D’autres surnoms moins connus
Au fil des siècles, les Anglais ont trouvé d’autres façons plus ou moins affectueuses de désigner les Français :
- “Froggies” : Diminutif de “frogs”, utilisé souvent sur un ton moqueur mais bon enfant.
- “The Frenchies” : Terme familier, souvent utilisé de manière plus neutre ou ironique.
- “Gauls” : Référence historique aux anciens habitants de la Gaule. Parfois utilisé dans un contexte un peu pompeux ou pour évoquer une France éternelle, mythifiée.
- “Jean-Pierre” / “Pierre” / “Jacques” : Ces prénoms stéréotypiquement français sont parfois utilisés pour désigner “le Français moyen”, de la même manière que les Français diraient “John” ou “Tommy”.
En contexte de guerre : stéréotypes militaires
Pendant les guerres mondiales, ou même dès les conflits napoléoniens, les Anglais ont parfois désigné les soldats français par des surnoms :
- “The Frogs” était courant chez les soldats britanniques pour désigner leurs homologues français.
- À l’inverse, les Français appelaient les Britanniques “les Tommies” (de “Tommy Atkins”, nom générique d’un soldat anglais).
Humour et caricature
Dans la presse satirique britannique, les Français sont souvent représentés de manière caricaturale :
- Accent exagéré, port de la marinière, béret, baguette sous le bras et moustache fine.

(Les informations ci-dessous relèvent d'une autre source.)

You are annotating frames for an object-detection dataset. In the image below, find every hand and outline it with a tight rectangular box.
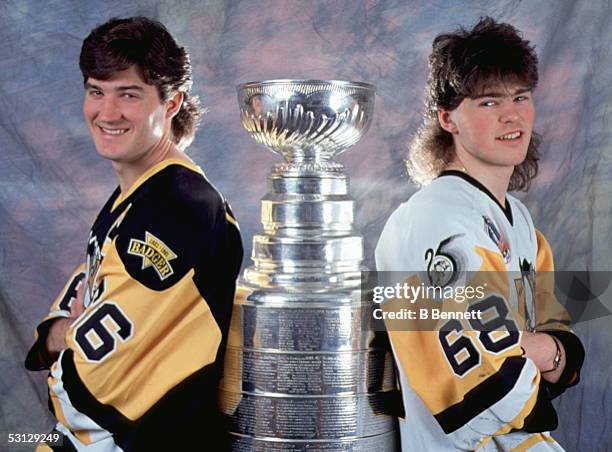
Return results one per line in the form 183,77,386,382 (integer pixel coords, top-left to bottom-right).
521,331,565,383
45,280,85,355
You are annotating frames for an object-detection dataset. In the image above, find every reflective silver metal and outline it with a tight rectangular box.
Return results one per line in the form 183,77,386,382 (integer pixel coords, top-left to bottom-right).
221,80,398,452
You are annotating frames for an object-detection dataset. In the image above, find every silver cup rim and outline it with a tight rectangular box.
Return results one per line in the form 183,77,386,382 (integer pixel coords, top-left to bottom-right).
236,78,376,91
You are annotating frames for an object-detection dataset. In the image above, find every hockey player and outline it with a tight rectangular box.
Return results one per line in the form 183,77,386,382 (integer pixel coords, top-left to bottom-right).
376,18,584,451
26,17,242,451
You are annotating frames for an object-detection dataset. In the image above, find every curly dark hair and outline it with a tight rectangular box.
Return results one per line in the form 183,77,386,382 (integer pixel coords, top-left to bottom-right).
79,17,202,149
406,17,541,191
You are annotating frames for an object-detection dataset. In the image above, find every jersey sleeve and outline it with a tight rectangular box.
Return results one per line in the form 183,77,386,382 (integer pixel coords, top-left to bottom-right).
536,231,585,398
376,208,557,450
50,191,242,448
25,264,85,370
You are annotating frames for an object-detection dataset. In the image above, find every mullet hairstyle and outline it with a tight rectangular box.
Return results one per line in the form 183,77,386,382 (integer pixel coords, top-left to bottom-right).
79,17,203,150
406,17,541,191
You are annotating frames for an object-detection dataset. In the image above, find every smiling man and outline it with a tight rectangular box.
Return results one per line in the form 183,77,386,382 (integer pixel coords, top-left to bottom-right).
376,18,584,451
26,17,242,451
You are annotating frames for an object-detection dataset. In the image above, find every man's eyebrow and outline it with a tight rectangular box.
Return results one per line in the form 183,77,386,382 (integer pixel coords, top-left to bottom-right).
472,87,531,99
85,82,144,91
115,85,144,91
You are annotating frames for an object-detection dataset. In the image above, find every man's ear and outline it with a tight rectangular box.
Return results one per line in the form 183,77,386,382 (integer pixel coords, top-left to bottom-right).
166,91,184,118
438,109,459,135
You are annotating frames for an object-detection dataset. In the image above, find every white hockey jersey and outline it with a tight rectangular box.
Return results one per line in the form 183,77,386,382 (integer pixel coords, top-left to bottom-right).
376,171,584,451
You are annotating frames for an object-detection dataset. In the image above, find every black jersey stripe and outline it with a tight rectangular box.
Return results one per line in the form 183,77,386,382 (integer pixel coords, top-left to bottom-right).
435,356,526,434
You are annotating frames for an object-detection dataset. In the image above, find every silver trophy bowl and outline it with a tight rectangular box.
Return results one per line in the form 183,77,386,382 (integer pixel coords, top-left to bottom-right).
238,80,374,167
220,80,398,452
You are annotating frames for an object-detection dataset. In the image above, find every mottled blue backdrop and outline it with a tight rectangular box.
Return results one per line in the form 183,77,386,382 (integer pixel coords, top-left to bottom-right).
0,0,612,451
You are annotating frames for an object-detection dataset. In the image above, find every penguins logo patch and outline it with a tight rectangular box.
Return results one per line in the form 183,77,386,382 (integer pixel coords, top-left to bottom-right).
127,231,177,281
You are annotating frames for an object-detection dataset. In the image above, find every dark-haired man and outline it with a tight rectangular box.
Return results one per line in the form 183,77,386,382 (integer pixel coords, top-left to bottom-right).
26,17,242,451
376,18,584,451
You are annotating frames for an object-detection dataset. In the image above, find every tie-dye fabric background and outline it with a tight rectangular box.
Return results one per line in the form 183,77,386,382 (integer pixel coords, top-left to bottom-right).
0,0,612,451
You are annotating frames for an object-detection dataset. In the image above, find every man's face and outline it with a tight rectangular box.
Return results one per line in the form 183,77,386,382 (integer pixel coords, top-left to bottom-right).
83,66,172,163
441,84,535,167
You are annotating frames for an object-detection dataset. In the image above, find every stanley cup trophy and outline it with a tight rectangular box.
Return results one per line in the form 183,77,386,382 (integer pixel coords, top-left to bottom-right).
220,80,397,452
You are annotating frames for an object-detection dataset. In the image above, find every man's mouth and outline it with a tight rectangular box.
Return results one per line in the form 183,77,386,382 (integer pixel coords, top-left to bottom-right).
98,126,129,135
497,130,523,141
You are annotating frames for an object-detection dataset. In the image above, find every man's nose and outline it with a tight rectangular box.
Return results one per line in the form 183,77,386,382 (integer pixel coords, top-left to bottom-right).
499,102,521,122
98,96,121,121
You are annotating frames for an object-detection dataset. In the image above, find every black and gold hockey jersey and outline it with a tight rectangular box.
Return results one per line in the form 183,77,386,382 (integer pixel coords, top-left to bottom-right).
376,171,584,451
26,160,242,451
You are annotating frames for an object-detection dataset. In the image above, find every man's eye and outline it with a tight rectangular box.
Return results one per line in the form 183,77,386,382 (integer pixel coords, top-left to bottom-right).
480,100,497,107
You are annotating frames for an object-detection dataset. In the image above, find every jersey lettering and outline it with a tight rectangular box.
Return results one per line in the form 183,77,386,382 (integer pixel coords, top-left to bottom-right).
438,295,520,377
74,301,134,362
59,273,85,311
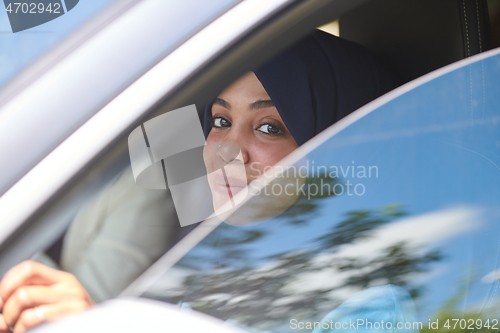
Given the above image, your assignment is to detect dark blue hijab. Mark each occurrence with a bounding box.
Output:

- Arrogance, romantisme excessif, et obsession du vin et du fromage : autant de stéréotypes qui alimentent les sobriquets ou expressions comme “cheese-eating surrender monkeys”, expression apparue dans un épisode des Simpson, puis reprise avec un ton satirique dans certains cercles anglo-saxons.
Des surnoms révélateurs
Ces sobriquets, comme ceux que les Français donnent aux Anglais, traduisent moins une haine véritable qu’une rivalité ancestrale devenue presque affectueuse. Ils participent à une forme d’identité nationale définie en miroir de l’autre : l’Anglais se construit parfois contre “le Frenchie”, tout comme le Français se définit par opposition au “Rosbif”.
Conclusion
“Frogs”, “Frenchies”, “Gauls”… Ces sobriquets racontent une histoire d’opposition, de fascination et de moquerie entre deux peuples qui, malgré leurs différences, partagent une longue histoire commune. Utilisés avec humour, ces surnoms sont devenus des symboles d’une rivalité qui, aujourd’hui, a plus à voir avec le folklore et la tradition qu’avec de réels conflits. Ils rappellent que, parfois, les stéréotypes peuvent aussi être des passerelles culturelles – pourvu qu’on sache les prendre avec recul et sourire.